= Brahms Mount =

Textile manufacturer

Brahms Mount is a textiles manufacturer, established in 1983 in Hallowell, Maine. It designs and creates a variety of soft furnishings in natural fibers, including blankets and throws, using traditional weaving techniques and antique equipment.

==History==
The company was established as Brahms Mount Textiles by Claudia Brahms and Noel Mount. They purchased and renovated two buildings formerly used for Hallowell's granite manufacturing industry to create a textile mill and factory store overlooking the Kennebec River. Brahms comes from a family of interior and fashion designers and Mount comes from a linen weaving family in Northern Ireland.

Antique Crompton and Knowles W3 Shuttle power looms were sourced from Knox Mill, Bates Mill, Cascade Mill, and Biddeford Mill, and were Brahms Mount's first production looms.

In early 2009, David Kaufman, formerly of the broadcast industry, bought the company. David kept the original company name, Brahms Mount. The company was later sold to Sferra Fine Linens LLC, and in 2022 was acquired by Faribault Woolen Mill Company.

==The company today==
Brahms Mount manufactures cotton blankets and is also one of the only domestic manufacturers of top-of-bed linen woven from flax. Brahms Mount produces blankets, throws, linen towels and accessories, all made from natural fibers. Brahms Mount products have been carried by larger scale retail names, such as Neiman Marcus, as well as niche and speciality retailers in the U.S. and internationally. Products are also sold via the company's website, catalogs and factory store.

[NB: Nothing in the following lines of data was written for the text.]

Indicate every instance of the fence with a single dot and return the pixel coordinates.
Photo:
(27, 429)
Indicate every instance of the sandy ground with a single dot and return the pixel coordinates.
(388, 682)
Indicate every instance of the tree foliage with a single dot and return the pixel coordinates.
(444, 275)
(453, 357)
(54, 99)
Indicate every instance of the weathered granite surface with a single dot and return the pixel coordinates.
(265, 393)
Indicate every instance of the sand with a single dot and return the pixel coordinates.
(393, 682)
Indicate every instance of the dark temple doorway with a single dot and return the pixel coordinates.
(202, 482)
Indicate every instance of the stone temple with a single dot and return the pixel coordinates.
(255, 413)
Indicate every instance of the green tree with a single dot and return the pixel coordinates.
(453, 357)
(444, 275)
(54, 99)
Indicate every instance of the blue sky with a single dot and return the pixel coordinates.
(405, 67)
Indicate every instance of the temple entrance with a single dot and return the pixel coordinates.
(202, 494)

Claudia Brahms and Noel Mount continue to work with the company, designing fabric and providing engineering consultancy. In 2012, Brahms Mount acquired four more antique shuttle looms of the same vintage to increase production capacity. In 2013, having outgrown its original premises, the factory moved to a larger facility in Monmouth, Maine. The factory store was moved into a historic building in Freeport, Maine.